My mom went into their bedroom and closed the door. "What conversation?" I asked Richard.
"It's about being careful with Elaine, Bill," Richard said. "She's younger than you are--it's about being sure you're protecting her," Richard told me.
"Are you talking to me about rubbers?" I asked him. "Because you can only get them in Ezra Falls, and that asshole pharmacist won't give condoms to kids."
"Don't say 'asshole,' Bill," Richard said, "at least not around your mom. You want rubbers? I'll get you rubbers."
"There's no danger with Elaine," I told him.
"Did I see Kittredge leaving Bancroft as we were coming home?" Richard asked.
"I don't know," I said. "Did you?"
"You're at a . . . pivotal age, Bill," Richard told me. "We just want you to be careful with Elaine."
"I am careful with her," I told him.
"You'd better keep Kittredge away from her," Richard said.

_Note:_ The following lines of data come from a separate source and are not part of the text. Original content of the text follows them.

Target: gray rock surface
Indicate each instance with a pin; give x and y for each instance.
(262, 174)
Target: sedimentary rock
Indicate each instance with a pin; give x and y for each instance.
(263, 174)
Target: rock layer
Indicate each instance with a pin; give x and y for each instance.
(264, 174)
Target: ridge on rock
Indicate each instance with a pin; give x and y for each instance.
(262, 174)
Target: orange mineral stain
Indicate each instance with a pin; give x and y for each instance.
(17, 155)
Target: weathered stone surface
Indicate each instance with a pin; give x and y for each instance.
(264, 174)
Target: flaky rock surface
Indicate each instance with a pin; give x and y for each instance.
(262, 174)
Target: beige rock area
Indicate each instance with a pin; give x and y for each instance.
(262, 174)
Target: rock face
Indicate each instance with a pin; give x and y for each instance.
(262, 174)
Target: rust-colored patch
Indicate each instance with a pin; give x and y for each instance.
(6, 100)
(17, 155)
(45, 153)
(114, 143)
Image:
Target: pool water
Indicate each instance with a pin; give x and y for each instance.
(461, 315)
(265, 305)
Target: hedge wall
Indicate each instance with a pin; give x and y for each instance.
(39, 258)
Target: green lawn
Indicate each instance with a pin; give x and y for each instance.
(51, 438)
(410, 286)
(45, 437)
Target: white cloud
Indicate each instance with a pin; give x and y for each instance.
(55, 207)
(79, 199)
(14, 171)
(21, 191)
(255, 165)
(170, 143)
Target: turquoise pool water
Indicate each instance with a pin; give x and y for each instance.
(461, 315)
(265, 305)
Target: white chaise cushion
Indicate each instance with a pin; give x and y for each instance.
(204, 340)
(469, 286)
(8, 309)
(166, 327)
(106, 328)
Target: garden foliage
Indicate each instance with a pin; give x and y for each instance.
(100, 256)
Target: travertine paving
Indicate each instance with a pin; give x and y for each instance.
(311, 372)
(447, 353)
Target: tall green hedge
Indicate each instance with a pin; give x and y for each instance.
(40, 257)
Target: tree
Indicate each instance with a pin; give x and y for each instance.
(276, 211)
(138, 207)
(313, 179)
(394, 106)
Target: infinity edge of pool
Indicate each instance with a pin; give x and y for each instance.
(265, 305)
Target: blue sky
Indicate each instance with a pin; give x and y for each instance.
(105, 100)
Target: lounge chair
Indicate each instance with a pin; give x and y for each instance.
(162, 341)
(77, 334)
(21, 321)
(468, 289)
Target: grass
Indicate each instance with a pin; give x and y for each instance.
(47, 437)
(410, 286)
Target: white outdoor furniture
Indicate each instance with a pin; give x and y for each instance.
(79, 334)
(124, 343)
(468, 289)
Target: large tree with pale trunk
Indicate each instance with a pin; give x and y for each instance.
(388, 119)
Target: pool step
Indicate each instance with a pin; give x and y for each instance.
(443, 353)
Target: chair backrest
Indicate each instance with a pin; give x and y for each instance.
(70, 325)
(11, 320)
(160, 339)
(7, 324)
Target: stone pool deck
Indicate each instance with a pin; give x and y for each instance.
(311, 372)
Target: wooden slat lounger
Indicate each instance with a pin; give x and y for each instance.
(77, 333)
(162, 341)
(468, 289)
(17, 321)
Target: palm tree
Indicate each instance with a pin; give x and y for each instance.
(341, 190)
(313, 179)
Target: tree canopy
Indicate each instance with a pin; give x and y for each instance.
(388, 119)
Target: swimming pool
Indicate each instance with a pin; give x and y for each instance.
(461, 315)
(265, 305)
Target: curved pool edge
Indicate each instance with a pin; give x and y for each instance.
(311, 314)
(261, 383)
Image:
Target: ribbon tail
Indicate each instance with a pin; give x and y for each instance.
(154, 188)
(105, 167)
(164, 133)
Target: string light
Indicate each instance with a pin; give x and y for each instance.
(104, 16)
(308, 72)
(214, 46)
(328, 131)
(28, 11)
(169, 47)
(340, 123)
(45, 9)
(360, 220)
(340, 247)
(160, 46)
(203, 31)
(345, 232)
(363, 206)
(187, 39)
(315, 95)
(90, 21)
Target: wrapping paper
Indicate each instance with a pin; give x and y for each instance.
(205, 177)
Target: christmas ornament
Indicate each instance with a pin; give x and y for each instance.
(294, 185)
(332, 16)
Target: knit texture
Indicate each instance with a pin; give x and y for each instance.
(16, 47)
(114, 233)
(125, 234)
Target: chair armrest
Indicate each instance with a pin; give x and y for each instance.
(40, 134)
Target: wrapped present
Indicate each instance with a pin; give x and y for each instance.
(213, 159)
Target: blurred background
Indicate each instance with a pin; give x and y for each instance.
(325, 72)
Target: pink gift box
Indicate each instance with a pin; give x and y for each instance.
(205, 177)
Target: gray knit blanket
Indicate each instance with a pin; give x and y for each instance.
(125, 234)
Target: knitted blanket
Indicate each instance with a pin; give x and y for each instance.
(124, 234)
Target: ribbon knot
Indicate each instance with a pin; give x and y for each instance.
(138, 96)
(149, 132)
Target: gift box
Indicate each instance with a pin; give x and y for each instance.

"Just how do I do that?" I asked him.
"Well, Bill . . ." Richard had started to say, when my mother came out of their bedroom. I remember thinking that Kittredge would have been disappointed by what she was wearing--flannel pajamas, not at all sexy.
"You're still talking about sex, aren't you?" my mom asked Richard and me. She was angry. "I know that's what you were talking about. Well, it's not funny."
"We weren't laughing, Jewel," Richard tried to tell her, but she wouldn't let him continue.
"You keep your pecker in your pants, Billy!" my mom told me. "You go slowly with Elaine, and you tell her to watch out for Jacques Kittredge--she better watch out for him! That Kittredge is a boy who doesn't just want to seduce women--he wants women to submit to him!" my mother said.
"Jewel, Jewel--let it rest," Richard Abbott was saying.
"You don't know everything, Richard," my mother told him.
"No, I don't," Richard admitted.
"I know boys like Kittredge," my mom said; she said it to me, not to Richard--even so, she blushed.
It occurred to me that, when my mother was angry at me, it was because she saw something of my womanizing father in me--perhaps, increasingly, I looked like him. (As if I could help that!)
I thought of Elaine's bra, which was waiting for me under my pillow--"more a matter of habiliment than anything organic," as Richard had said about Ariel's gender. (If that small padded bra didn't fit the habiliment word, what did?)
"What was the foreign film about?" I asked Richard.
"It's not an appropriate subject for you," my mother told me. "Don't you tell him about it, Richard," my mother said.
"Sorry, Bill," Richard said sheepishly.